Niat hati mencari ikan untuk tangkapan sore, dua warga Kabupaten Simalungun justru berhadapan dengan temuan yang mengejutkan. Aliran Sungai Bah Bolon di kawasan Huta III Nagori Bah Lias, Kecamatan Bandar, menjadi saksi bisu penemuan sesosok mayat perempuan tanpa identitas pada Minggu (17/5/2026) sore.
Peristiwa ini pertama kali terungkap oleh Heri Susanto dan Nuriadi. Sekitar pukul 15.00 WIB, keduanya tengah menyusuri pinggiran sungai dari arah Kampung Simponi Perdagangan menuju hilir di Nagori Sugarang Bayu untuk menjaring ikan. Namun, rutinitas pencarian ikan tersebut berubah drastis satu jam kemudian.
Tepat pukul 16.00 WIB, pandangan Heri dan Nuriadi tertuju pada sebuah objek mencurigakan yang tersangkut di dahan pohon waru yang menjorok ke sungai.
“Setelah kami dekati, ternyata sesosok mayat perempuan,” ungkap Heri saat memberikan keterangan kepada petugas. Temuan tersebut langsung mereka laporkan kepada petugas keamanan kebun Bah Lias yang kemudian berkoordinasi cepat dengan Polsek Bandar Huluan.
Kondisi Jenazah dan Proses Evakuasi
Merespons laporan warga, Kapolsek Bandar Huluan IPTU Patar Banjarnahor bersama jajaran dan Tim INAFIS Sat Reskrim Polres Simalungun segera meluncur ke lokasi untuk mengamankan Tempat Kejadian Perkara (TKP).
Dari hasil pemeriksaan awal di lapangan, petugas mengonfirmasi bahwa korban berjenis kelamin perempuan. Sayangnya, identitas korban sama sekali belum bisa dikenali lantaran kondisi jenazah yang sudah mengalami proses pembusukan tingkat lanjut.
Satu-satunya petunjuk awal yang bisa dikumpulkan oleh kepolisian adalah pakaian yang masih melekat pada tubuh korban, yakni kaus lengan panjang berwarna merah muda dan celana panjang hitam dengan aksen garis merah.
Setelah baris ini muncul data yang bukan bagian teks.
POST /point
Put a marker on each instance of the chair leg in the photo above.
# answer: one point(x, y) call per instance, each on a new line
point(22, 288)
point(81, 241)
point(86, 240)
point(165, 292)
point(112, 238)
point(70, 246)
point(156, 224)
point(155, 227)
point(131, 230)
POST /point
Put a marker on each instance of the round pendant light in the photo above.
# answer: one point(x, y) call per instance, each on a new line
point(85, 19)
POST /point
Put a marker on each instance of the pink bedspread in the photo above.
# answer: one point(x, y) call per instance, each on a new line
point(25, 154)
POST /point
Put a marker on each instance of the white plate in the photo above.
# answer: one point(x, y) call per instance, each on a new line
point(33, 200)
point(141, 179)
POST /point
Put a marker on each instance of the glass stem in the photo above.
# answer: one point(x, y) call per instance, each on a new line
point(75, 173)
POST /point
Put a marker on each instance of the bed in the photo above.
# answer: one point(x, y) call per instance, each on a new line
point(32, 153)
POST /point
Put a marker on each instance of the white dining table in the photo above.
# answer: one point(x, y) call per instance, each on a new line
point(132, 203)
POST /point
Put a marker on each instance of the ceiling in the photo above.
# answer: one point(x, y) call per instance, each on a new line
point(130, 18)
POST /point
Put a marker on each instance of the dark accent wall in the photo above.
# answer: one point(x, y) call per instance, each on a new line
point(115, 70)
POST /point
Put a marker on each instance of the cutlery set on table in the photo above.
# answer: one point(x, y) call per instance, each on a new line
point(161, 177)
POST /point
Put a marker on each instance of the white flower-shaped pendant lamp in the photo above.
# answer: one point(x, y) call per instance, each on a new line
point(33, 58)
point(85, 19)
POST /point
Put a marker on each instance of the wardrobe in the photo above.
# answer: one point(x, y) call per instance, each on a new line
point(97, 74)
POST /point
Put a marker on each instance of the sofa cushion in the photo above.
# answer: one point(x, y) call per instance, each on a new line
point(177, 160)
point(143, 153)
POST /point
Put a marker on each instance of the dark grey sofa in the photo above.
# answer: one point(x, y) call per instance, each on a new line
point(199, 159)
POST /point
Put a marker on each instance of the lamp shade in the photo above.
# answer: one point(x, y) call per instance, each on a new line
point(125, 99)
Proses evakuasi jenazah berlangsung cukup alot mengingat posisi korban yang terperangkap di ranting pohon di atas aliran sungai. Baru pada pukul 20.30 WIB, jasad perempuan yang kini dilabeli sebagai Mrs. X tersebut berhasil diangkat dan langsung dilarikan ke RSUD dr. Djasamen Saragih, Pematangsiantar, untuk proses visum dan autopsi.
Imbauan untuk Warga yang Kehilangan Keluarga
Kasi Humas Polres Simalungun, AKP Verry Purba, pada Senin (18/5/2026) malam, memastikan bahwa pihak kepolisian tengah bekerja keras mengungkap tabir di balik temuan ini.
“Penanganan cepat dan terukur oleh Tim INAFIS merupakan bentuk komitmen Polri dalam memberikan pelayanan terbaik kepada masyarakat. Kami akan terus berupaya mengungkap identitas korban serta penyebab kematiannya,” tegas AKP Verry.
Hingga kini, pihak kepolisian belum bisa menyimpulkan apakah ada indikasi tindak pidana di balik kematian Mrs. X tersebut. Sembari menunggu hasil autopsi dari tim medis, Polres Simalungun mengimbau kepada seluruh masyarakat luas yang merasa kehilangan anggota keluarga perempuan dengan ciri-ciri pakaian yang disebutkan, agar segera melapor ke Polsek Bandar Huluan atau markas Polres Simalungun untuk membantu proses identifikasi.